Für evangelische Christen ein Tag der Besinnung und Buße, für sächsische Arbeitnehmer eine teure Sonderregelung: Der Buß- und Bettag an diesem Mittwoch ist nur in Sachsen ein gesetzlicher Feiertag.
Er wurde 1995 bundesweit als gesetzlicher Feiertag abgeschafft, um die Pflegeversicherung zu finanzieren. Nur der Freistaat Sachsen mit seinem Ministerpräsidenten Kurt Biedenkopf (CDU) widersetzte sich. Um den Tag zu finanzieren, müssen die Sachsen seither 0,5 Prozent ihres Bruttolohns mehr in die Pflegeversicherung einzahlen als Arbeitnehmer im Rest des Landes.

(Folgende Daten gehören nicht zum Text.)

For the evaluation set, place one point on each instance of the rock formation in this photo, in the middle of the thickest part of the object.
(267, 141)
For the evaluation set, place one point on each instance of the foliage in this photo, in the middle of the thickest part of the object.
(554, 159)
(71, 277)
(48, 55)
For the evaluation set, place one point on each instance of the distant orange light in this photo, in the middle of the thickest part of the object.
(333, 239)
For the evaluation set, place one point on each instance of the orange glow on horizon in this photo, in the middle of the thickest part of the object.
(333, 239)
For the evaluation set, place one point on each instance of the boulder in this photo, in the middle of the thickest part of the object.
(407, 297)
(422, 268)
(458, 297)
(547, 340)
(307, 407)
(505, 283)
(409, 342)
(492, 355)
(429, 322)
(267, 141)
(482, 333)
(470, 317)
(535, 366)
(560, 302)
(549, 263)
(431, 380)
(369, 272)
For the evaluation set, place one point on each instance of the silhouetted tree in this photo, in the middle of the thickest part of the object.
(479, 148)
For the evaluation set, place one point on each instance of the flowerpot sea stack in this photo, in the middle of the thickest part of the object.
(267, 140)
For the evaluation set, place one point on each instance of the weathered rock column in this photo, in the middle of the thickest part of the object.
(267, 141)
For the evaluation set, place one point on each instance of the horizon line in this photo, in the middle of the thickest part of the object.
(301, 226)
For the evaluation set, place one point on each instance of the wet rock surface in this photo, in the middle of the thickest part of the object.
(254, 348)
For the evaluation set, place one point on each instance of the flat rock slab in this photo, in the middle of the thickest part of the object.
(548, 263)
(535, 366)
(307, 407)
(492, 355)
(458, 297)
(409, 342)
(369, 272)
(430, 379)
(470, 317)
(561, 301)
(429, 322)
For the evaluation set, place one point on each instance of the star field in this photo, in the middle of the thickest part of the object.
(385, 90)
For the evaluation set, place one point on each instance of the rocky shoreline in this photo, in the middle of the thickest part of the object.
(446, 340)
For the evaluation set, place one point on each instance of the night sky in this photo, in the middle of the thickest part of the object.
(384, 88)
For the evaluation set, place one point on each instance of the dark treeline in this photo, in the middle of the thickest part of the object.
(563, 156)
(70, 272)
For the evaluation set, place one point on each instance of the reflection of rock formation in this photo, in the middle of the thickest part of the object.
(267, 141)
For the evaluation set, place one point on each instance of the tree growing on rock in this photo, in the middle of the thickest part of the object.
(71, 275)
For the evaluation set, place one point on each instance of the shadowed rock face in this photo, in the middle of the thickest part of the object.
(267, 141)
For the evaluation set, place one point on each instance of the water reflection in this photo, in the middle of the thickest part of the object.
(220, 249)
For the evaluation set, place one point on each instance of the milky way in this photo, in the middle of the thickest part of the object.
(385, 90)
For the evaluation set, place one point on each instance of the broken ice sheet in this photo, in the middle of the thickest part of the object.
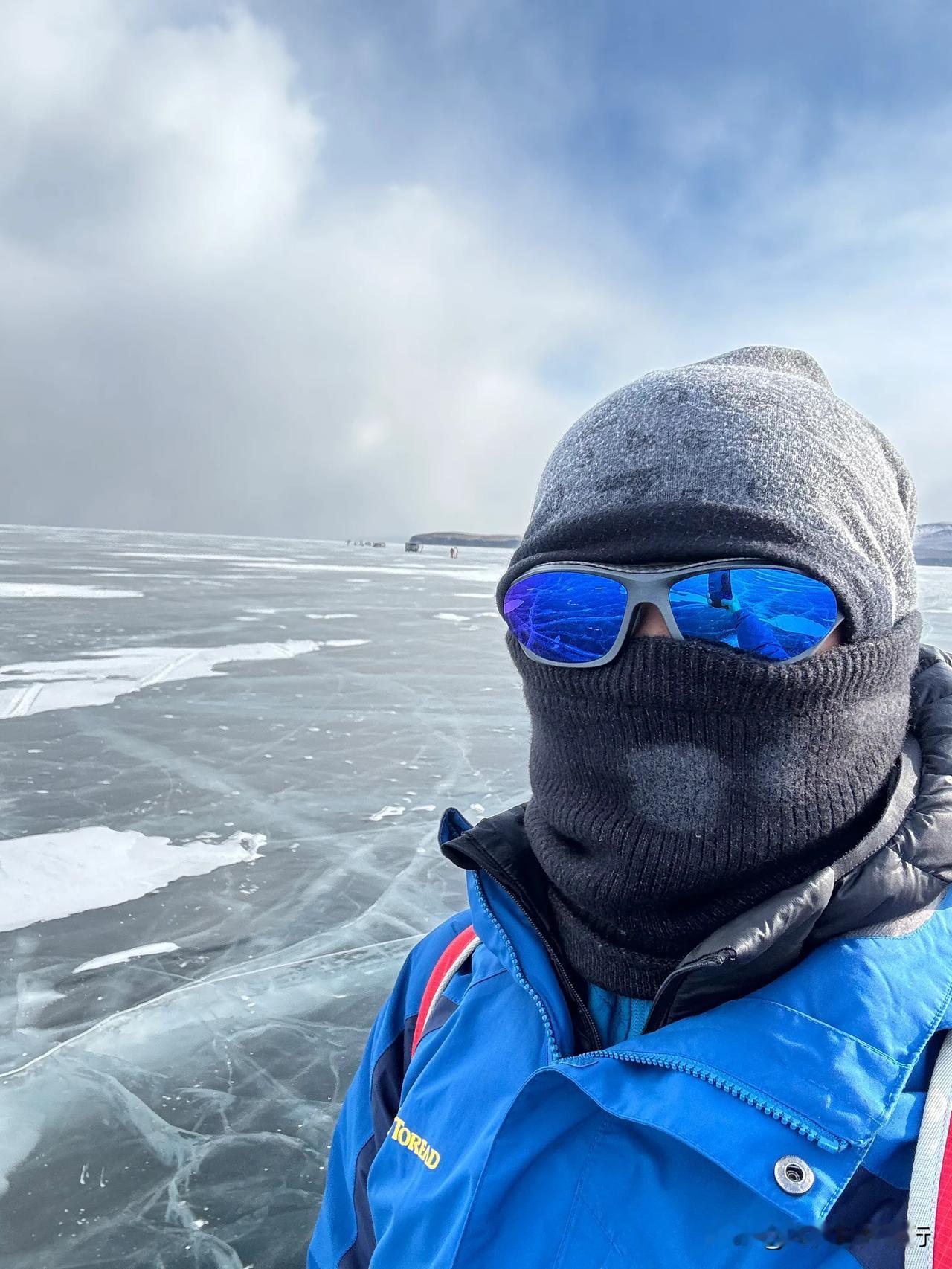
(176, 1056)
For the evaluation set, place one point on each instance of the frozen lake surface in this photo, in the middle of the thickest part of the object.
(224, 764)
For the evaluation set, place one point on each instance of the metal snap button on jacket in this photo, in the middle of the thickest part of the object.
(794, 1174)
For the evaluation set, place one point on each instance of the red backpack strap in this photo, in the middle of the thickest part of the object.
(930, 1188)
(454, 956)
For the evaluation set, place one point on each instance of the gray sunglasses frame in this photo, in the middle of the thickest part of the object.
(652, 587)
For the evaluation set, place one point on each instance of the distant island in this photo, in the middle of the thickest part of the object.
(508, 541)
(933, 544)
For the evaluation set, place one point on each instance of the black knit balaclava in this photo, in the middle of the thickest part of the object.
(682, 783)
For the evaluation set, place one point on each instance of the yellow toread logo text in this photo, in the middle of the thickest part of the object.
(413, 1141)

Über die Jahre stiegen die Beiträge für die Pflegeversicherung. Zuletzt wurden sie zum 1. Januar 2025 erhöht. Somit wird auch der Bußund Bettag für die Sachsen in diesem Jahr teurer.
Ausgehend von einem durchschnittlichen Arbeitsentgelt zahlen Arbeitnehmer im Freistaat Sachsen 14 Euro pro Monat mehr als anderswo, teilte die AOK Plus auf Anfrage mit. Jährlich sind es 164 Euro. Vor der Erhöhung der Beiträge waren es 13 Euro pro Monat, also jährlich 156 Euro mehr. Für Besserverdienende können es bis zu 331 Euro werden.
Alle Jahre wieder gibt es Kritik daran. SPD, Linke, Grüne und AfD wollen den Buß- und Bettag für Arbeitnehmer kostenfrei machen. Auch die Gewerkschaften fordern „Beitragsgerechtigkeit“, der Feiertag aber müsse bestehen bleiben.